Arnolfini Variations Poem by Roger elkin

Arnolfini Variations



I A Wedding Portrait

i.m. Charles Causley

Young man, young woman gazing down
praise painter’s skill for drawing eyes
not first to note your union
of flesh, but his reflected face
placed boldly at the picture’s focal
point, and, just above (almost like
some travelled Kilroy-signature
but penned in showy Gothic scrawl)
his witness: Johannes de eyck
fuit hic.1434.

Once seen, Giovanni, right hand
vertical like the risen Christ’s,
seems too straight-laced, expression bland,
face glum, eyes quenched. Close by his waist
fingers extend to touch his bride –
not firmly clenched, but hand in palm –
as he intones his bond to her.
Broad-brimmed hat, oddly worn inside,
looks haloish; his bearing’s calm,
proud, secure; grey cloak limned with fur.

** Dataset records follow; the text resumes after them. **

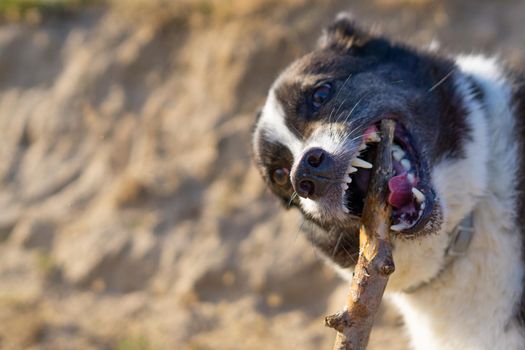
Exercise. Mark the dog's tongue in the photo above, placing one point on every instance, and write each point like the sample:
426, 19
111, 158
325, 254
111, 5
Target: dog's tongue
400, 191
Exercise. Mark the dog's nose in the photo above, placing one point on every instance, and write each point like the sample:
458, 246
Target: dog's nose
313, 174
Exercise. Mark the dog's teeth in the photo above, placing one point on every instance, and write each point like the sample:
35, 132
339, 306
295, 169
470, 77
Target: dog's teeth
359, 163
398, 154
397, 227
406, 164
373, 137
397, 148
420, 197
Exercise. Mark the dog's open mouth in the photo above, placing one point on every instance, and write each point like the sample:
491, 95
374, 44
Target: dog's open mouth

Giovanna, in love’s shade, green,
left hand on paunch, face Virginal
and meek, stands silently, her mien
pure as she accepts her bridal
state. Eyes scan the floor. Her rich gown
with snaking trim and pleated folds
distracts the gaze from her full womb
where breeds their need’s consummation.
Denying all that marriage holds
unique, her quick form’s their lust’s tomb.

To illustrate their piety
they must have paid this artist well
for, near the glass, her rosary
hangs down; while mirror’s roundels tell
Christ’s via crucis; and the carved
chairback frames St Margaret’s tale. Note,
though, he hints their death: the griffin
terrier at their feet seems some suave
knight’s tomb-dog, with, on high, one lit
candle for a votive offering.

Symbolic perspectives apart,
the detail depicts the tenor
of their times. But, though citrus fruit
ripening for use to bring labour
on, his near bed, their scattered shoes
suggest the haste to fix love’s vows
before her day, such niceties
as sin and shame van Eyck reviews
by having portraiture espouse
fidelities in art, and eyes.

II A Dog’s Eye View

i.m. U A Fanthorpe

Took a dog’s day snapping at heels, scratching at doors,
nearly wagging my tail off to get in on this. Though I traded
three good-dogs, Master didn’t want me included, but Yan-man,
smelling of linseed and with streakmeat smock, insisted – see
him reflected in the background – though he even left me off
till just before he cleaned out his brushes on the wall. That’s
why I’m walks-now up to him. The she-man standing in the door
has whined two sunfuls about nothing but confinement. Suppose
it means no going here-boy all today. Again. She keeps turning
to sunlight the new fetch-boys she’s brought in. Why won’t she
seek-out with me? Master’s not himself either. He’s not usually
so serious and pale, but there have been growlings long into
the fire with the grey old ones who clean behind my ears and
upordown with sit-begs; and now he’s wearing Sunday clothes
and hat, even though it’s a selling-day, and he’s indoors.

I blame that other she-man. Since she came here, there’s all
those gnawbones littering the floor, or pushed just under
the day-couch. Then by the see-self on the wall there’s the gristly
string she walks her fingers on while she talks to herself. Once
I could heel-boy and seek-out her eyes, but something’s come
between us. Now I have to stand a walk-away to see her face.

I used to be Master’s lap; but now she’s the one that has him
rough-and-tumbling, though you wouldn’t know today. He isn’t
even good-boys with her, doesn’t walk-smile; and his voice is
like the big black book he speaks aloud each day. She’s not sit-stay
for long, but throw-fetched, then stretched her length on the day-couch.
If she’s got that after-eat-now feel, the big lie-down’s close at hand.

To make things worse, there’s woof of coming child. Hope it isn’t
Master’s brother’s brat who pulls, prods and two-legs me, then yelps
when I nip, and mouth-wides when they bang me like the rug. Couldn’t
stand that today. Though Yan-man’s got a wag-tail likeness, it isn’t
worth getting famous to be framed by kids. Oh, Dog forbid.